She’s been dating this guy. She might even love him…but he has two kids and she has one. She always said she’d NEVER hook up with a man who has kids! Growing up, she had a stepmother she hated. Her dad was always with “her,” and she never got any one-on-one time with her father. She’d never be anyone’s STEPMOTHER and do that to another child—end of story.
As time goes on, however, she loves him more and more. She can’t break it off. Besides, his kids seem OK.
Then comes their first “family” vacation. He wants to take her and all their kids on a camping trip. He loves to camp. He plans the outing and makes all the arrangements.
The first evening goes well. They eat dinner and roast marshmallows. Then it’s bedtime and the first glitch: the tenting arrangement. His kids want Dad in their tent; her daughter wants Mom in her tent. The adults want to sleep with each other. They’d been sleeping together when their kids were staying with their other parents—every chance they could get. But not this night. They comply with their kids’ wishes and sleep separately.
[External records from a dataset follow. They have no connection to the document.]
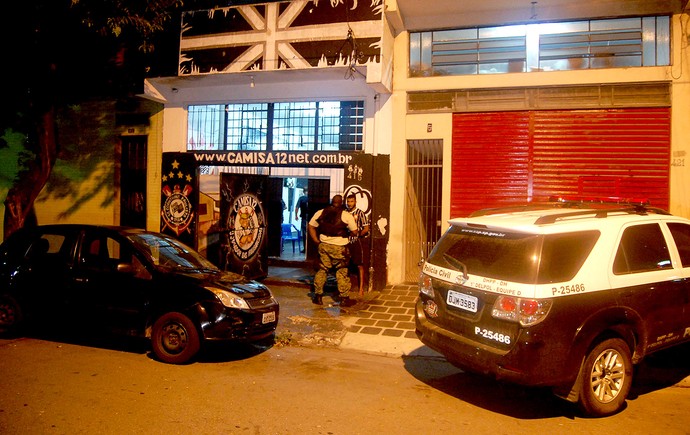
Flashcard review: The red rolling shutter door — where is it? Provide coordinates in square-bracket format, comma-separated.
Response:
[451, 108, 671, 217]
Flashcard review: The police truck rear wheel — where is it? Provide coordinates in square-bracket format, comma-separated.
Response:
[580, 338, 633, 417]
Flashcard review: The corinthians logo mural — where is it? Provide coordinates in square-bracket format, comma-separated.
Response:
[219, 174, 268, 279]
[161, 156, 198, 246]
[227, 193, 266, 260]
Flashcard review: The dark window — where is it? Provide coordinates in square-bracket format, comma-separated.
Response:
[429, 226, 599, 284]
[613, 224, 673, 275]
[537, 231, 599, 284]
[187, 101, 364, 151]
[668, 223, 690, 267]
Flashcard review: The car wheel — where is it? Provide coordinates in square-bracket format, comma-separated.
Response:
[580, 338, 633, 417]
[151, 312, 200, 364]
[0, 295, 24, 334]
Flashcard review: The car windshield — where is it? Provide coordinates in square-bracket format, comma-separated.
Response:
[128, 234, 219, 272]
[429, 226, 599, 284]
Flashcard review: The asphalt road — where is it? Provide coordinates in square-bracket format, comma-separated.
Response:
[0, 338, 690, 435]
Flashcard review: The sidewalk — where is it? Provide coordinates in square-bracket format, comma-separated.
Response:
[264, 276, 442, 358]
[264, 270, 690, 388]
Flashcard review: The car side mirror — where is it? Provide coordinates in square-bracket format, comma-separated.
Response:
[117, 263, 137, 275]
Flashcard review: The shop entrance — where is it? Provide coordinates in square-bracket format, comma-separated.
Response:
[197, 167, 344, 278]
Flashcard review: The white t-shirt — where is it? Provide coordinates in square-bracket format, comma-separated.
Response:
[309, 209, 357, 246]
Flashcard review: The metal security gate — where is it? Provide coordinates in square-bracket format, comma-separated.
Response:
[403, 140, 443, 282]
[450, 108, 671, 217]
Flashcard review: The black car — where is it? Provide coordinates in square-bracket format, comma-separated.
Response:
[0, 224, 279, 364]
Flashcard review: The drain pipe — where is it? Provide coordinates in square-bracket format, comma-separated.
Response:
[367, 94, 381, 292]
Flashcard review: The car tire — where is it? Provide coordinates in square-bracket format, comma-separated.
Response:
[579, 338, 633, 417]
[0, 295, 24, 335]
[151, 312, 200, 364]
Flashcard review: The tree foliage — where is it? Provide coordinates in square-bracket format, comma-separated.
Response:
[0, 0, 182, 236]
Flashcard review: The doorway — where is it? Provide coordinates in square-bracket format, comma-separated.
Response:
[120, 136, 147, 228]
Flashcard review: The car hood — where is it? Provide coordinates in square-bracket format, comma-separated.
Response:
[159, 271, 272, 299]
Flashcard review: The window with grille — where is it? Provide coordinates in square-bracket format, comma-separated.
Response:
[409, 16, 670, 77]
[187, 101, 364, 151]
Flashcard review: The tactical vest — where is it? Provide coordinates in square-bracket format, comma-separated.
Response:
[316, 206, 349, 237]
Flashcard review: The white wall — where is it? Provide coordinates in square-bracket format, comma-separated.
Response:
[388, 16, 690, 283]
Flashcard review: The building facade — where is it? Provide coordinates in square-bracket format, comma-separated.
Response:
[12, 0, 690, 288]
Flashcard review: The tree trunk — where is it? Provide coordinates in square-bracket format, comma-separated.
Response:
[3, 107, 57, 239]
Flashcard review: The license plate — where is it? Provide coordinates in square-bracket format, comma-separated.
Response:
[446, 290, 478, 313]
[261, 311, 276, 323]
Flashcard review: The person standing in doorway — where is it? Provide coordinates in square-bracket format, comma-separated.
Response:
[345, 194, 369, 297]
[295, 187, 309, 254]
[309, 195, 357, 307]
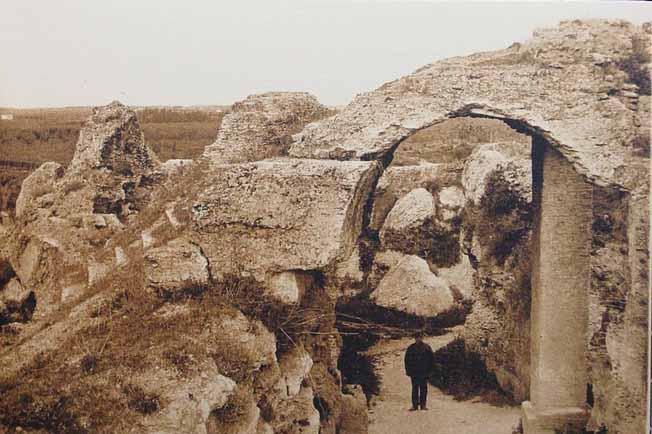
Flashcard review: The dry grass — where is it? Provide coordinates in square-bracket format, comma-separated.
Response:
[0, 107, 223, 165]
[0, 107, 223, 211]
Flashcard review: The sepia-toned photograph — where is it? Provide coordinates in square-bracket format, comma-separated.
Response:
[0, 0, 652, 434]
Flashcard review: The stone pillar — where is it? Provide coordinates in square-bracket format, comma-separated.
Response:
[523, 139, 593, 434]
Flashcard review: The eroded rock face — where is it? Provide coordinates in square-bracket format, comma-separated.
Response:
[5, 102, 164, 315]
[16, 162, 64, 218]
[371, 256, 454, 318]
[145, 239, 208, 296]
[204, 92, 331, 164]
[462, 144, 533, 400]
[191, 160, 379, 280]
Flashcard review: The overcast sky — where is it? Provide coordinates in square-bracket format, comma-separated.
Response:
[0, 0, 652, 107]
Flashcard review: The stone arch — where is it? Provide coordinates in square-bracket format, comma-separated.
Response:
[352, 104, 608, 434]
[392, 104, 599, 434]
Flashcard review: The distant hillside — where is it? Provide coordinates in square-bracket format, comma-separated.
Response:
[0, 105, 228, 211]
[0, 105, 228, 164]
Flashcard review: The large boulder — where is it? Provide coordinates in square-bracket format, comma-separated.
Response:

The rest of the weekend, there are good and bad times. But clearly the tension of being together is building. There’s a nasty fight on the last day over something silly like the scrambled eggs being undercooked! In the end, his kids complain that camping is more fun without “them”. Her kid says that camping isn’t fun at all—too many bugs, too cold at night—and she doesn’t ever want to do it again!
This scenario isn’t surprising. Several issues common in stepcoupling and stepfamilies were working against them during this three-day “family” vacation.
First, it was a new and different experience for all of them. No one likes change, especially not children, parents, and stepparents—all of whom have already experienced too much change. They want their old familiar ways of doing things.
Second, it’s about competition. Kids don’t want to share their parents with anyone. The best part about camping is sharing a tent with the person you love the most, your parent. And the newcomers/outsiders threatened this. From the adults’ perspective, they were competing with the “stepkids” for tent time as a couple.
Third, these two families were strangers to each other. The adults’ affair was being carried on when the kids weren’t around. Suddenly they were all thrown together on a camping “adventure.” It sounded like a good idea…but it wasn’t!
The hype and anxiety involved in planning and carrying out family trips is another problem factor. It takes a lot of emotional and physical energy, plus a fair amount of money to make a joint vacation happen. If it’s disappointing, it feels like a real bust.
It’s also hard for kids and adults, who aren’t used to being together, to be in cramped quarters with no boundaries. It makes everyone a little crazy at times.
And there are always surprises. But it’s the surprises that make the memories. For instance, everyone in our stepfamily remembers when one of our kids threw up all over the San Francisco airport! All seven of us were on a trip to celebrate Christmas with family. This was NOT a good start!
From years of experience, I’ve learned:
- There’s no easy formula. It’s different every time and they’re always surprises. Stepfamily vacations take HUGE amounts of patience and flexibility.
- Involve the kids in the planning as much as possible. Listen to their ideas. Think about it and talk with your partner. Kids need to feel that they’re an important part of the group process. Of course, the adults have to consider time, purpose, and practicality. Expectations and sleeping arrangements should be discussed before hand—everyone must be willing to compromise.
- It’s impossible to make it perfect for everyone. The kids may be different ages and genders and have different interests to consider. The binding force should be that it’s an opportunity for this stepfamily to do something together that transcends age, sex and interests. Kids can be flexible.I remember one special camping trip early on. Our five kids spent hours pretending that their tent was an emergency hospital—like the popular TV program, Mash. They took care of their sick and injured siblings and saved lives for the better part of a day.
- Check your attitude along the way. Be the adult that you are. You won’t always get your way…nor will anyone else. There will be issues to iron out, glitches, and disappointments. The best-laid plans can fail miserably. And the cheapest, most casual trips are often the best.
- Enjoy the good times as they happen. Appreciate them and applaud them. Remember to affirm the kids for special efforts, generosity, and patience. Commendations go a long way in family vacations. Incentives and bribes work, too.
- Lighten up and use your sense of humor. Laughter is sometimes the best medicine when people get tired and crabby.
Best to everyone this summer vacation. Stay cool.